Layla couldn’t imagine anything more horrible. To lose one’s identity so completely; to never be able to come back from the masquerades. Something inside her screamed, feeling that pain. Feeling the madness and sorrow of losing oneself so utterly. “My god. Has no one ever been able to help you recall your own true image?”

“No.” Hunter spoke softly, the saddest smile Layla had ever seen upon his lips.

“How will your lost lover know you, even if you’re able to resurrect him?”

“I don’t know.” He breathed. “Perhaps my only hope is that my soul is not as far gone as my body or my heart, and that Nimir will still recognize the essence of me.”

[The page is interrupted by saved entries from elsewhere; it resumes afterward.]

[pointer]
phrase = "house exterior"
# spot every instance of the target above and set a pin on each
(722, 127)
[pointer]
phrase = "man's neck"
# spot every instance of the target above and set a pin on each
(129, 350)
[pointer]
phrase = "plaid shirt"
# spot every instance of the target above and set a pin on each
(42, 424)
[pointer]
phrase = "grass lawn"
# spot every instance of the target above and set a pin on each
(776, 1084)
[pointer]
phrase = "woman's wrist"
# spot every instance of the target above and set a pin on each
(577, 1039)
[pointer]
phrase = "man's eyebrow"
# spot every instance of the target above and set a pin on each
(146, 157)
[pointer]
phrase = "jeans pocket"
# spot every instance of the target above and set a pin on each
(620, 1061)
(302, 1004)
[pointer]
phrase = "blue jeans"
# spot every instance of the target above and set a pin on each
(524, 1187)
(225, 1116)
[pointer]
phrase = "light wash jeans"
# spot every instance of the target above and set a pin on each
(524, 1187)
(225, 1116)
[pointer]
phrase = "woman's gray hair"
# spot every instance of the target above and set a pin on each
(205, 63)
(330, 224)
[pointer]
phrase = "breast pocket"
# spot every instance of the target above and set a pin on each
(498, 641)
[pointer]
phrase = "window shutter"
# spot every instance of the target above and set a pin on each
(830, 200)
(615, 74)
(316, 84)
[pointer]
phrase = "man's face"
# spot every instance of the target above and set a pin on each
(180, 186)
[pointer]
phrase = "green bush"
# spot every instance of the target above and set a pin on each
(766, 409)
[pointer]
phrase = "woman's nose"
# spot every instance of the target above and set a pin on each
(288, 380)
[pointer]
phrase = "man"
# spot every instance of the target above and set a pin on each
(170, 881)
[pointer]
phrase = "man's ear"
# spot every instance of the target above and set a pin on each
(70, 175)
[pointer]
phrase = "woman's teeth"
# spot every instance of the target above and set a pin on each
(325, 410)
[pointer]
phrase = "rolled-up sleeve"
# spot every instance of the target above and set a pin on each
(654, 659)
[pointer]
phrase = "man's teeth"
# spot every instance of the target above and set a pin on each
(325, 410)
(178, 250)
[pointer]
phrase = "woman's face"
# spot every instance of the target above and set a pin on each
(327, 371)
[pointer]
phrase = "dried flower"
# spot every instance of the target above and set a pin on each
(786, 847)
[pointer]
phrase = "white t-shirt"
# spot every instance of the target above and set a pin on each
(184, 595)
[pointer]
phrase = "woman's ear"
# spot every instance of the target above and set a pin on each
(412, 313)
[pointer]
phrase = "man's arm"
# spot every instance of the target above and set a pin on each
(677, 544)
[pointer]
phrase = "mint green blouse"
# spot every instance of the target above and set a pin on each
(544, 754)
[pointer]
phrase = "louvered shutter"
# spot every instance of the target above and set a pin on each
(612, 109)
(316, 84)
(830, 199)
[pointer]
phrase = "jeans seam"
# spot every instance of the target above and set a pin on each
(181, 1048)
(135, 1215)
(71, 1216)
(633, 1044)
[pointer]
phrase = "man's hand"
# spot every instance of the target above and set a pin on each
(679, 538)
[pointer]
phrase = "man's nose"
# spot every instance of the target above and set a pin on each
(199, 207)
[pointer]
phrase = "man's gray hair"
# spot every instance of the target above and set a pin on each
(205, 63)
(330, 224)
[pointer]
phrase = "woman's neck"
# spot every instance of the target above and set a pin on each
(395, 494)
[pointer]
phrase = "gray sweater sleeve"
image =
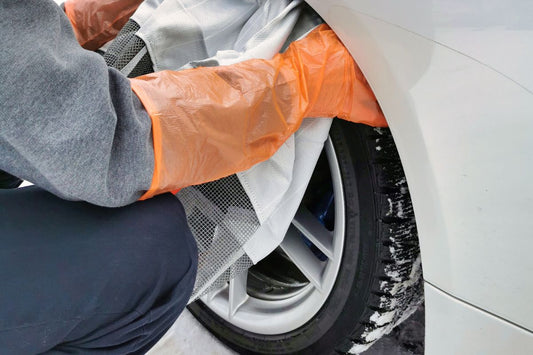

Layla’s heart screamed. Deep within, her Dragon roiled with a tortured surge of coils. Not because she was furious now, but because she was feeling Hunter’s pain. Adrian’s face flashed in Layla’s mind, then Dusk’s. Layered upon them, she suddenly saw the caramel-tan faces of Hunter’s beloveds, Nadia and Nimir. She heard how sexily Nimir chuckled just like Dusk, ribald with joy. She saw how Nadia’s eyes flashed gold like Adrian’s when pissed or impassioned. She felt Nimir’s hard muscles beneath her hands, how cut they were like Dusk. She touched Nadia’s body and it was like touching Adrian’s honed musculature, fight-hardened and intense with energy.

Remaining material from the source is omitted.